(Learn Korean) Labor Love and Go to Making Songpyeon

6 Feb

Labor Love and Go to Making Songpyeon

During Chuseok (Korean Thanksgiving Day), the years harvested grains and fruits accentuate the flavor of some Korean food. Although there are many tasty treats or dishes during the harvest season, the one that stands out above all else is songpyeon, traditional Chuseok rice cakes. You’d be surprised to find that there are many different types of songpyeon. It’s considered quite special, considering the amount of work that goes into making songpyeon. The half-moon shaped rice cakes are made by kneading rice flour using hot water and mung beans, and green soybeans and sesame are used as ingredients for the filling. Songpyeon is then steamed in a layer of pine needles, leaving a pattern on the finished songpyeon, along with an appetizing scent.

As mentioned before, there are many different types of songpyeon such as oryeo songpyeon made of new rice, nobi songpyeon made of ramie leaves, acorn songpyeon, clam songpeyon, pumpkin songpyeon, potato songpyeon, flower songpyeon, arrowroot songpyeon and sagebrush songpyeon, among many others.

Songpyeon that are usually eaten during Chuseok and made with new or this current year’s crop of rice are called oryeo songpyeon. In preparation, pine needles are picked and cleaned a few days prior to Chuseok. After all the necessary steps, rice cakes that have been filled and prepared are steamed in an earthenware steamer. The finished product will have a faint but fragrant scent, along with a deliciously chewy texture that makes for a mixture of flavors and sublime tastes.

Acorn songpyeon contains the true flavor of the Gangwon-do region. Traditionally, people from the mountainous regions of Gangwon-do stopped eating the acorn because of its bitter taste and, after using a grinding stone to make the starch, small leaves of an oak tree, along with rice flour, were mixed and used as fillings. They also mixed the filling or stuffing with rice cake and steamed it.

For clam songpyeon, while not much different from the traditional songpyeon, the rice cake dough is made into small white shapes of short-necked clams. Residents of the Pyeongan-do region are known to enjoy this delicacy.

Pumpkin songpyeon is made with pumpkins harvested during the autumn season. Pumpkins are sliced, dried and ground into powder. Then, the pumpkin powder is mixed with rice powder and steamed chestnuts or roasted sesame seeds to make the filling, and then steamed. Pumpkin songpyeon is sweet and tasty but also visually appealing, since the bright yellow color of the pumpkin shows through the semi-translucent steamed songpyeon. Flower songpyeon is made with omija (or the dried red fruit of Maximowiczia typica), gardenia seeds, pine endodermis and mugwort (or Artemisia), and therefore has a variety of flavors and colors. Flower songpyeon are known to be made with five cardinal colors and also have decorations made with various colored dough. Names of these songpyeon vary according to their ingredients. Flower songpyeon is classified along with other songpyeon made with rice powder, however. It’s unique in a way because after the rice powder is kneaded into a dough and flattened, a variety of ingredients are stuffed into the flat half-moon shaped dough, and since the shape of the finished songpyeon is the same as your standard half-moon shaped songpyeon, it’s classified as such.

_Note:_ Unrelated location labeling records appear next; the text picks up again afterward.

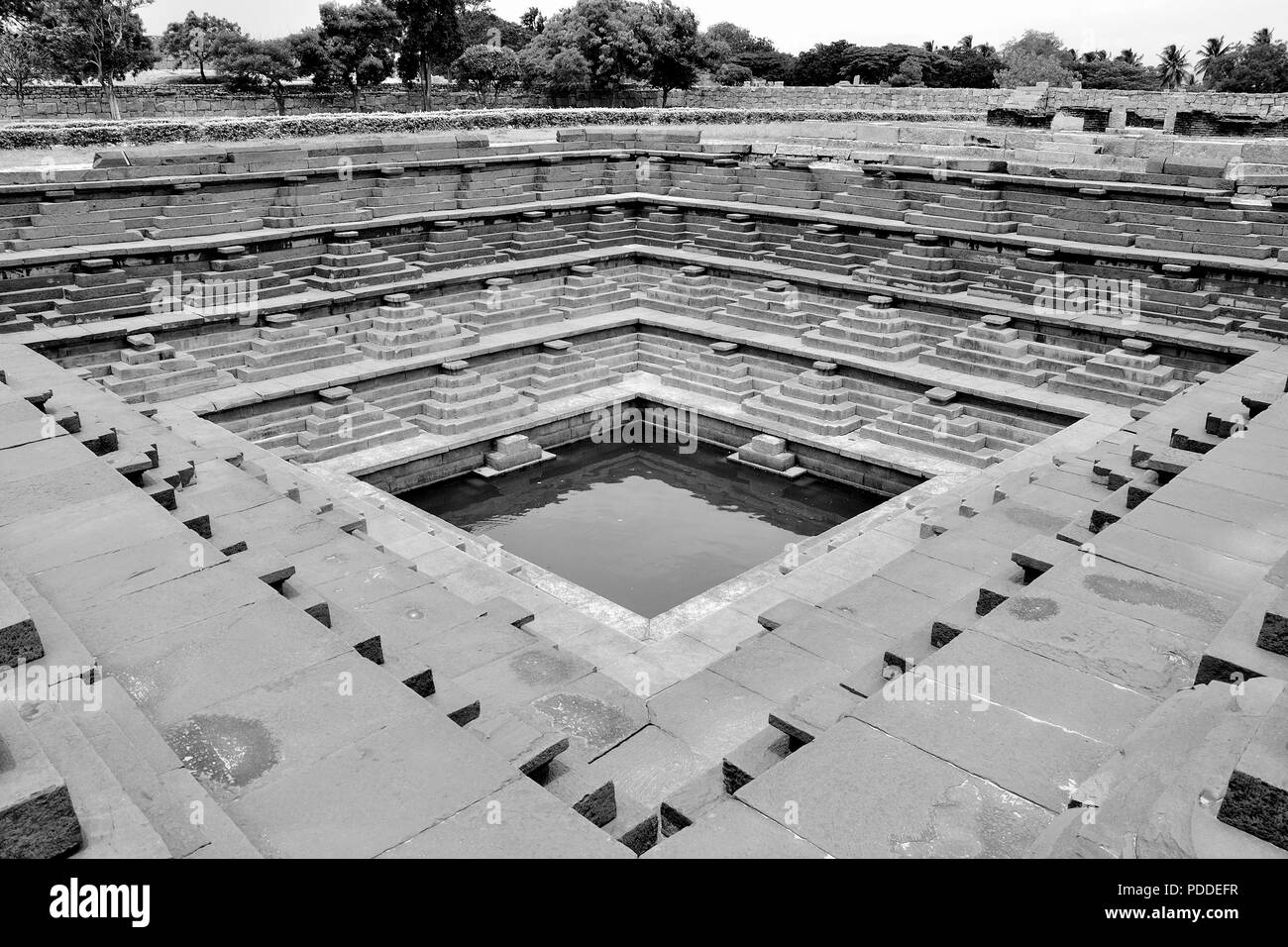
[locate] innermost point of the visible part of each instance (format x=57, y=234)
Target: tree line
x=593, y=47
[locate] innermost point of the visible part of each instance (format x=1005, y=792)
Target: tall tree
x=97, y=40
x=678, y=51
x=432, y=37
x=605, y=35
x=1173, y=67
x=487, y=68
x=1214, y=59
x=533, y=21
x=250, y=63
x=197, y=38
x=24, y=58
x=355, y=48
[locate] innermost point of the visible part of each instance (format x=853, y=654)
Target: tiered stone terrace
x=204, y=427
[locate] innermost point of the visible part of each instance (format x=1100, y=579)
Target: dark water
x=643, y=525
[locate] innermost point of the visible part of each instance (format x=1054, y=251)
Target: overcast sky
x=1145, y=26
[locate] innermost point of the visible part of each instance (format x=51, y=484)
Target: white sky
x=1146, y=26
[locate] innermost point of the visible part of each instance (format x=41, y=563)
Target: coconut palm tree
x=1210, y=54
x=1173, y=65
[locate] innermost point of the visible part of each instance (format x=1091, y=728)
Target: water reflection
x=643, y=525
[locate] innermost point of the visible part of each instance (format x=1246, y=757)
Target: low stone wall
x=188, y=101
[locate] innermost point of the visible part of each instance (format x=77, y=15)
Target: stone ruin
x=1082, y=560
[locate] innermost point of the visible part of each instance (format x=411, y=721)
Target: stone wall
x=172, y=101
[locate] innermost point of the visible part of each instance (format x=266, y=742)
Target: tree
x=733, y=73
x=259, y=64
x=432, y=37
x=98, y=40
x=677, y=51
x=1115, y=73
x=1261, y=67
x=22, y=58
x=1034, y=56
x=355, y=48
x=196, y=39
x=606, y=38
x=487, y=68
x=563, y=73
x=827, y=63
x=1214, y=59
x=1172, y=67
x=533, y=21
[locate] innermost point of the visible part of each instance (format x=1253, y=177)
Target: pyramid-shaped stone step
x=713, y=182
x=1127, y=375
x=557, y=179
x=286, y=347
x=717, y=371
x=587, y=291
x=462, y=399
x=866, y=196
x=536, y=236
x=399, y=192
x=299, y=204
x=609, y=227
x=874, y=330
x=992, y=348
x=71, y=223
x=790, y=184
x=737, y=235
x=824, y=248
x=502, y=305
x=664, y=226
x=980, y=208
x=192, y=214
x=922, y=265
x=102, y=291
x=691, y=291
x=935, y=425
x=450, y=245
x=774, y=307
x=815, y=401
x=402, y=329
x=561, y=371
x=1090, y=218
x=151, y=372
x=484, y=185
x=340, y=424
x=351, y=263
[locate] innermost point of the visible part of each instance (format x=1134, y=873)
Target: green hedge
x=82, y=134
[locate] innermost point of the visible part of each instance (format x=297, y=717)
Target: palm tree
x=1173, y=65
x=1211, y=55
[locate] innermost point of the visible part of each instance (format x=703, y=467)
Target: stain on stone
x=588, y=718
x=1030, y=515
x=227, y=750
x=969, y=821
x=1033, y=608
x=537, y=667
x=1136, y=591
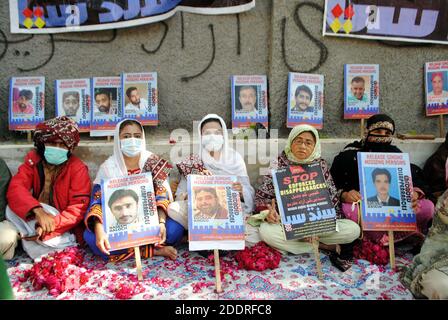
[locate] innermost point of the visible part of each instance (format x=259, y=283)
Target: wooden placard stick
x=392, y=250
x=138, y=262
x=441, y=127
x=217, y=272
x=362, y=128
x=317, y=257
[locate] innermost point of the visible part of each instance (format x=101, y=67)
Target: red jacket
x=71, y=192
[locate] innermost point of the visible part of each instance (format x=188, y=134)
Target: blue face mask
x=55, y=155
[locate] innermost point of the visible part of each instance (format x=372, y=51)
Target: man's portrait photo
x=124, y=205
x=70, y=103
x=303, y=97
x=135, y=104
x=105, y=101
x=23, y=102
x=383, y=187
x=207, y=205
x=437, y=87
x=246, y=99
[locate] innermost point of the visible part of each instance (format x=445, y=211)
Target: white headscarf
x=229, y=163
x=114, y=166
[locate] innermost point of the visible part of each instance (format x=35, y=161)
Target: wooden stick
x=317, y=257
x=362, y=128
x=217, y=272
x=392, y=250
x=441, y=126
x=138, y=262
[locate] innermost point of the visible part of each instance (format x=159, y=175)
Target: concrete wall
x=181, y=102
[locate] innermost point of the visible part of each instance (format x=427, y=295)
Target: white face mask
x=212, y=142
x=131, y=147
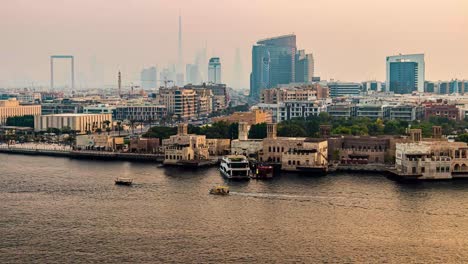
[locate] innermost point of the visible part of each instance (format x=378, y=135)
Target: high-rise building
x=167, y=75
x=237, y=83
x=405, y=73
x=429, y=87
x=372, y=86
x=214, y=70
x=274, y=63
x=338, y=89
x=148, y=78
x=192, y=74
x=304, y=67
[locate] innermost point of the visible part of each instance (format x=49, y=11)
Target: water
x=57, y=210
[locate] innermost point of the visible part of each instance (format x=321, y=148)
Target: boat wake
x=282, y=196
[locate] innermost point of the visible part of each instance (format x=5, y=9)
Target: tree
x=161, y=132
x=119, y=126
x=462, y=138
x=24, y=121
x=291, y=130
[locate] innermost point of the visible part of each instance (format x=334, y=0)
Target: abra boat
x=219, y=190
x=262, y=171
x=235, y=167
x=124, y=181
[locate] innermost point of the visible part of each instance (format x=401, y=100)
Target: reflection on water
x=61, y=210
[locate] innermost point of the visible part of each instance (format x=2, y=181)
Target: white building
x=77, y=122
x=292, y=109
x=404, y=72
x=214, y=70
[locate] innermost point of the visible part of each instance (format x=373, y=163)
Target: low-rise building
x=100, y=142
x=184, y=147
x=140, y=112
x=245, y=146
x=338, y=89
x=144, y=145
x=361, y=149
x=12, y=108
x=218, y=146
x=77, y=122
x=294, y=154
x=256, y=116
x=342, y=110
x=442, y=110
x=432, y=159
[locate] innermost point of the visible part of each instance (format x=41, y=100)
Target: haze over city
x=349, y=39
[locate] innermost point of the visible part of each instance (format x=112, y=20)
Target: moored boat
x=219, y=190
x=124, y=181
x=262, y=171
x=235, y=167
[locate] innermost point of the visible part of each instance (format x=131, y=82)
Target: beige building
x=245, y=146
x=77, y=122
x=186, y=103
x=294, y=154
x=11, y=108
x=144, y=145
x=218, y=146
x=184, y=147
x=256, y=116
x=278, y=95
x=435, y=159
x=99, y=142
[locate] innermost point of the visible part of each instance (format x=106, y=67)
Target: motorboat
x=262, y=171
x=219, y=190
x=124, y=181
x=235, y=167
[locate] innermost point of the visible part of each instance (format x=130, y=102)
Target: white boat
x=235, y=167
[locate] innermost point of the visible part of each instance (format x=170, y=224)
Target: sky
x=349, y=39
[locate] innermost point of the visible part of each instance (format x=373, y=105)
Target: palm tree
x=106, y=124
x=119, y=126
x=132, y=125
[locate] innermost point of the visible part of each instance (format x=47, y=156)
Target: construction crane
x=166, y=82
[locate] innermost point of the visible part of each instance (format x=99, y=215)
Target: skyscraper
x=304, y=66
x=214, y=70
x=237, y=83
x=405, y=73
x=192, y=74
x=148, y=78
x=273, y=63
x=179, y=53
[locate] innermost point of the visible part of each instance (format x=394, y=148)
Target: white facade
x=418, y=58
x=214, y=71
x=78, y=122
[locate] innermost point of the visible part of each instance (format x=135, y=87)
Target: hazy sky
x=349, y=39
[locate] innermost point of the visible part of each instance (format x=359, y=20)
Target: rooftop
x=71, y=115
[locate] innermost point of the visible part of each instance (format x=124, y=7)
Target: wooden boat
x=219, y=190
x=124, y=181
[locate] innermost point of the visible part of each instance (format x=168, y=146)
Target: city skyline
x=347, y=50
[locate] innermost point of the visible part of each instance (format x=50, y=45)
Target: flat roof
x=79, y=114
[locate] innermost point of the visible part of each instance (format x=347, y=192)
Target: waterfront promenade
x=67, y=151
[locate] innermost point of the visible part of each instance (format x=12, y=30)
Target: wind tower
x=120, y=85
x=179, y=59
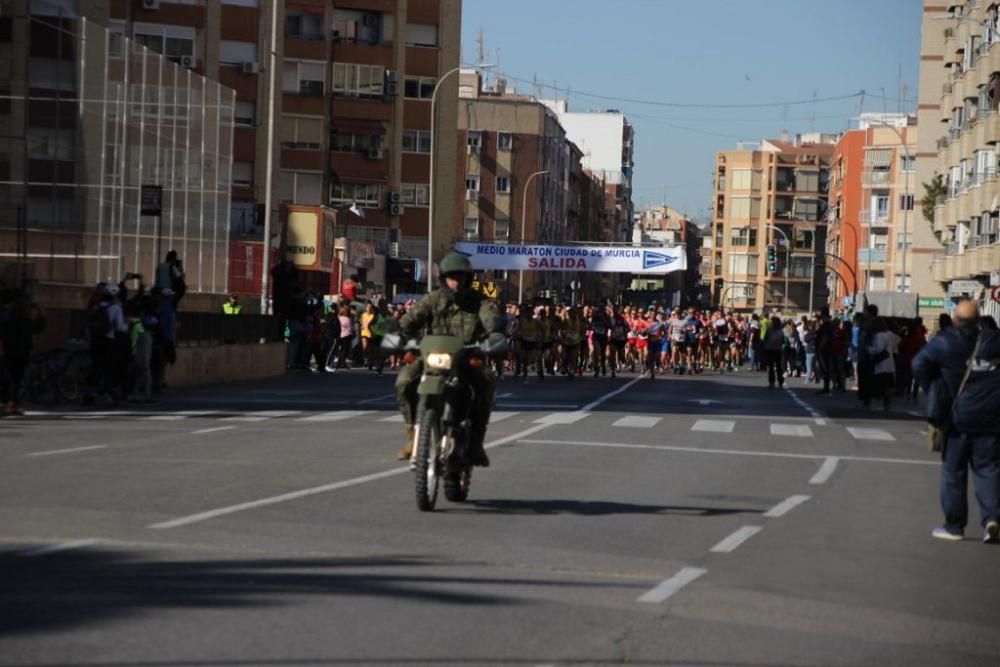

Songpyeon are tasty treats usually enjoyed during Chuseok, and there are reasons for this. Songpyeon are stuffed with ingredients made from red beans and other kinds of beans, and are meant to symbolize a wish fulfillment of one’s knowledge or studies. The five cardinal colored songpyeon are supposed to represent vitality or energy, and the five basic elements that make up our universe. Omija is used to make the color red, gardenia seeds for yellow, Artemisia for green and pine endodermis for brown. Furthermore, maehwa songpyeon, which are made without fillings, are supposed to signify the desire for knowledge, as well as a wish for an exemplary attitude and outlook on life.

Koreans have a tradition of gathering together to enjoy meals and spend some quality time together during the harvest moon festival when the full moon is at its brightest and highest point. Its also a time to be thankful for the abundance of the seasons harvest.